Leaving aside the statistical dispute, though, it is clear many Maoist-hit States are not the beneficiaries of force expansion. Bihar still has just 85,545 posts, of which 23,889 are vacant. That means there are 74.29 officers for every 1,00,000 population. Orissa still has just 135.8, and West Bengal just 100. Elsewhere, the increases are more marked, but still well short of international norms. Jharkhand, which had just 136 police personnel per 1,00,000 population five years ago, now has 206.98, according to the Union Home Ministry. Chhattisgarh's police-population ratio too has risen from 128 to 226.3: 1,00,000.
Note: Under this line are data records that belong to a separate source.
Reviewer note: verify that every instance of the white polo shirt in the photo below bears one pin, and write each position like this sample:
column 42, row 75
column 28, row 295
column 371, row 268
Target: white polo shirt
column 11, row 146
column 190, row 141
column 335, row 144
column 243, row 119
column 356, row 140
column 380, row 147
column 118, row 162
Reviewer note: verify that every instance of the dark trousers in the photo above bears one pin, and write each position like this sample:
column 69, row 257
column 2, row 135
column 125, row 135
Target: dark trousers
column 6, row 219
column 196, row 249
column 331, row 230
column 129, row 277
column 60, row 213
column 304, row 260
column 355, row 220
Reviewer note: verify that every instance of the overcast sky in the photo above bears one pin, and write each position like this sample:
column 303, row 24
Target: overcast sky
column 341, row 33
Moreover, force expansion is not solving the problem it was intended for. Nagaland, which now has a staggering 1,677.3 police personnel for every 1,00,000 population, Jammu and Kashmir 742.3, and Manipur 669.6 — some of the highest population to force ratios in India — but none has succeeded in relieving the military of counter-insurgency responsibilities. Mizoram, which has no insurgency, has 1,268.6 police personnel per 1,00,000 population, suggesting that the problem in essence is serving employment-generation imperatives.

Even if all States were to expand their forces to these levels, it is far from clear if the facilities and instructors exist to make the recruitment meaningful. The benefits of facilities like Chhattisgarh's school of jungle warfare at Kanker are evident. From January to June this year, the Chhattisgarh police claimed to have killed 37 Maoist insurgents, compared to just 10 by the CRPF, eight of those in joint operations. Notably, the police lost 29 men in combat, as against 117 fatalities suffered by the CRPF. Few governments, though, have followed its lead. In his speech, Mr. Chidambaram announced that nine counter-insurgency and anti-terrorism schools would be up and running this year, each equipped to train 1,000 personnel a year. He made clear, though, that these schools would in no way meet the needs of India's burgeoning forces.
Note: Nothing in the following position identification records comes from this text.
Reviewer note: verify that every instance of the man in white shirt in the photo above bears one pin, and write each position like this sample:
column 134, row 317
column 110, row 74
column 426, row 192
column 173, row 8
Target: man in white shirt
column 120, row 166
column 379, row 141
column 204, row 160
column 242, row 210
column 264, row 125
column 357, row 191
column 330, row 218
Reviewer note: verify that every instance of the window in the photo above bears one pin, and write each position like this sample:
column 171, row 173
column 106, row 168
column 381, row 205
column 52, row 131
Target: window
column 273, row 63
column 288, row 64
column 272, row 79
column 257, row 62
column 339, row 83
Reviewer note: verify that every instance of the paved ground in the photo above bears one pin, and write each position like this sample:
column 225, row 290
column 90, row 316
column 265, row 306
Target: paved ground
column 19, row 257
“We hope,” Union Home Secretary G.K. Pillai said in 2009, as the CRPF began to surge deep into Chhattisgarh, “that literally within 30 days of the security forces moving in and dominating the area, we should be able to restore civil administration there.” New Delhi hoped that an ill-trained CRPF would help fix a problem ill-trained police forces weren't able to deal with. The price of that Panglossian optimism has been paid with blood. Both New Delhi and the States need to get down to the hard work needed to build credible counter-insurgency forces — and, meanwhile, consider strategies that are consistent with their capabilities.